Salzburger Festspiele: Oben Wolken, unten Otello mit Kühlschrank

Salzburg. Diesmal gab es - anders als beim "Don Giovanni" - wieder jede Menge "Suche Karte!"-Schildchen. Was wohl vor allem am Salzburg-Liebling Riccardo Muti lag. Bei der zweiten großen Opernpremiere der Festspiele lässt der es denn auch im Großen Festspielhaus gleich zu Beginn gewaltig krachen

Salzburg. Diesmal gab es - anders als beim "Don Giovanni" - wieder jede Menge "Suche Karte!"-Schildchen. Was wohl vor allem am Salzburg-Liebling Riccardo Muti lag. Bei der zweiten großen Opernpremiere der Festspiele lässt der es denn auch im Großen Festspielhaus gleich zu Beginn gewaltig krachen. Der Italiener entfesselt mit den Wiener Philharmonikern einen Sturm, als würde Poseidon persönlich versuchen, das Segelschiff Otellos daran zu hindern, in Zypern anzulegen, um sich dort so über ein geklautes Taschentuch aufzuregen, dass er seine Frau deswegen kurzerhand erwürgt.Muti und das Orchester, das nach dem vertändelten "Don Giovanni" von letzter Woche irgendwo heimlich eine Dosis südlichen Feuers, aber auch Sensibilität getankt zu haben scheint, bleiben denn auch die eigentlichen Stars des Abends.

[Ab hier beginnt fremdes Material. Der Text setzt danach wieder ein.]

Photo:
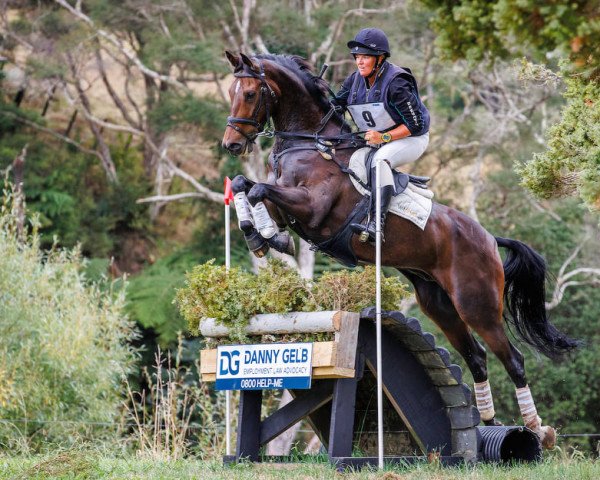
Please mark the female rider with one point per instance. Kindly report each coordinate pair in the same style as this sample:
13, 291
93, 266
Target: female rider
384, 101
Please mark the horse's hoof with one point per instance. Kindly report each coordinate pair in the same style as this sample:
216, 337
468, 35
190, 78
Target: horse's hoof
256, 244
283, 242
547, 436
493, 423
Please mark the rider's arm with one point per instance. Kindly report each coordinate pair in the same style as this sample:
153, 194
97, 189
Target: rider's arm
403, 98
341, 97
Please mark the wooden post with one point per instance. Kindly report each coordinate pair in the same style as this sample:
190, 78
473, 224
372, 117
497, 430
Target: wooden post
248, 438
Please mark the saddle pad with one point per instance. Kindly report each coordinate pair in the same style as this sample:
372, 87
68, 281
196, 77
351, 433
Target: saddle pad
414, 203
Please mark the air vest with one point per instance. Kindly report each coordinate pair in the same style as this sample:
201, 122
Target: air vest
415, 110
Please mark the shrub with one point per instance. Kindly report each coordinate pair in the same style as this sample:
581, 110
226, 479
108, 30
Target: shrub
63, 344
233, 298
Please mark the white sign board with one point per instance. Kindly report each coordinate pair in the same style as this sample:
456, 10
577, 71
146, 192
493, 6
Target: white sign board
264, 366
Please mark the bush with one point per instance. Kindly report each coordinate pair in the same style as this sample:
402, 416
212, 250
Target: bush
64, 345
233, 298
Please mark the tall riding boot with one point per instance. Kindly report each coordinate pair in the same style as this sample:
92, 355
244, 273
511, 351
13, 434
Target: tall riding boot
369, 232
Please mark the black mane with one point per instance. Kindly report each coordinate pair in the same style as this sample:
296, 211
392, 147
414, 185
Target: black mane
302, 69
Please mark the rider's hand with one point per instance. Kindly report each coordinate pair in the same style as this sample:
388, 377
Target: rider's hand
373, 137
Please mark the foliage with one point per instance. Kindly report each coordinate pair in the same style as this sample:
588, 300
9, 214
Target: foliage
63, 344
163, 432
354, 290
233, 297
565, 392
82, 464
477, 29
571, 164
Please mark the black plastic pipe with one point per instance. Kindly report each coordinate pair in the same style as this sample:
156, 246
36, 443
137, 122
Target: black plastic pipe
509, 444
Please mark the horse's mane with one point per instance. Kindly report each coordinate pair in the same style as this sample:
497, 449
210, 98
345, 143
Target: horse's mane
302, 69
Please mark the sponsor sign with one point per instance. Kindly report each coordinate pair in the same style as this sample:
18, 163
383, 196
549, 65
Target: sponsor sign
265, 366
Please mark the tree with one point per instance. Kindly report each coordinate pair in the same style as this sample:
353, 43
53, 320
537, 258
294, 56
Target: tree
478, 30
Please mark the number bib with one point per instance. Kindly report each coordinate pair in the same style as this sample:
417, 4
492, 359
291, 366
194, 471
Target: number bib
371, 116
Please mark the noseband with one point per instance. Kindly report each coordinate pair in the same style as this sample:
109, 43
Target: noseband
262, 99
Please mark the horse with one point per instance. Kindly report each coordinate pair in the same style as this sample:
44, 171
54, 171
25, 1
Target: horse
454, 264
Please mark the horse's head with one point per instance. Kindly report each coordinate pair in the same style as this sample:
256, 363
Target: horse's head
252, 99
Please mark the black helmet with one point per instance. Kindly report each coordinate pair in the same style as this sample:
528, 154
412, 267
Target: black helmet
370, 41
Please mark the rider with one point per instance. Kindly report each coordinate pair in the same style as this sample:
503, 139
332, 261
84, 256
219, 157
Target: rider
384, 101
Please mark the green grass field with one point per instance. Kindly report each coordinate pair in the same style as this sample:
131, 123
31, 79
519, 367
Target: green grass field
86, 465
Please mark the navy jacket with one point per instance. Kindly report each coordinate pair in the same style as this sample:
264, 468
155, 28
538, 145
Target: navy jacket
398, 87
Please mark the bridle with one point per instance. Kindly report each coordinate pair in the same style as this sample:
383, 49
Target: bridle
262, 99
265, 88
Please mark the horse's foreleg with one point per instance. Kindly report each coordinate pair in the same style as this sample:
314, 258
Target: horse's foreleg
256, 221
256, 243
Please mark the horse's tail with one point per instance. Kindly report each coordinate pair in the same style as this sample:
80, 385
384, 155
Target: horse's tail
525, 297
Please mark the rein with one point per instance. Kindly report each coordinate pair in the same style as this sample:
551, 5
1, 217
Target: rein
322, 143
264, 88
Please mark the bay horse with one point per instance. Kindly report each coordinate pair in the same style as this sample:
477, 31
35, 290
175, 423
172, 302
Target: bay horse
454, 264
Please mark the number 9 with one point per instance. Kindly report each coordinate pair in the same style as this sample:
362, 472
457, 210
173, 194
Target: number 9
369, 119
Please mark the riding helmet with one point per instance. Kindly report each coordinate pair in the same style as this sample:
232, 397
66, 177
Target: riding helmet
370, 41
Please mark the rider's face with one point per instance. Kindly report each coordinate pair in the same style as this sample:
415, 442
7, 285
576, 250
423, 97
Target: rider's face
365, 64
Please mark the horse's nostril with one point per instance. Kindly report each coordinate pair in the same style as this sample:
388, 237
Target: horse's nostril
234, 148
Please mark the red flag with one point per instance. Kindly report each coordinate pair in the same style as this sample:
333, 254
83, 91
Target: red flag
228, 194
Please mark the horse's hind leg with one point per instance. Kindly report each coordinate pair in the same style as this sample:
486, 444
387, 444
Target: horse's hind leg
479, 303
436, 304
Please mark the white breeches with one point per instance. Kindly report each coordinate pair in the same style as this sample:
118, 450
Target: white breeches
398, 153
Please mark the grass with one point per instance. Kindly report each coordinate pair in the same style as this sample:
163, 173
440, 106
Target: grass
91, 465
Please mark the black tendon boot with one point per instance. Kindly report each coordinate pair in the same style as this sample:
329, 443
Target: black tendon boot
368, 232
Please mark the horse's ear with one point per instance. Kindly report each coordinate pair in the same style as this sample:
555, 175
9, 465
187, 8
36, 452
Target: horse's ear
248, 61
236, 62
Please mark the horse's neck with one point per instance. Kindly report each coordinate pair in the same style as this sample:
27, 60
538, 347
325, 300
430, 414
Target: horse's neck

Von den Hauptfiguren kann vor allem die Desdemona von Marina Poplavskaya mithalten, die ihren großen letzten Auftritt zu einem Höhepunkt macht: mit hinreißenden Piani und einer Todesahnung, die jene Dimension aufscheinen lässt, die an diesem Abend sonst nur Behauptung bleibt. Leider auch stimmlich. Zwar ist Carlos Álvarez ein Jago von tadelloser Eloquenz, doch seinem Credo fehlt jede diabolische Dimension. Aleksandrs Antonenko steht die Partie als Mittelklasse-Otello zwar durch, bleibt aber mit schauspielerischem Talent in Kühlschranknähe. Was in dieser Inszenierung nicht weiter ins Gewicht fällt: In der Mitte von George Souglides' symmetrisch mit einem Festungsinnenhof zugebauter Breitbandbühne findet sich eine Leinwand für Meereswogen und Wolkenwallen. Regisseur Stephen Langridge beschränkt sich auf ein Arrangieren des historisch kostümierten Personals. In Salzburg war so etwas Verstaubtes schon lange nicht mehr zu sehen.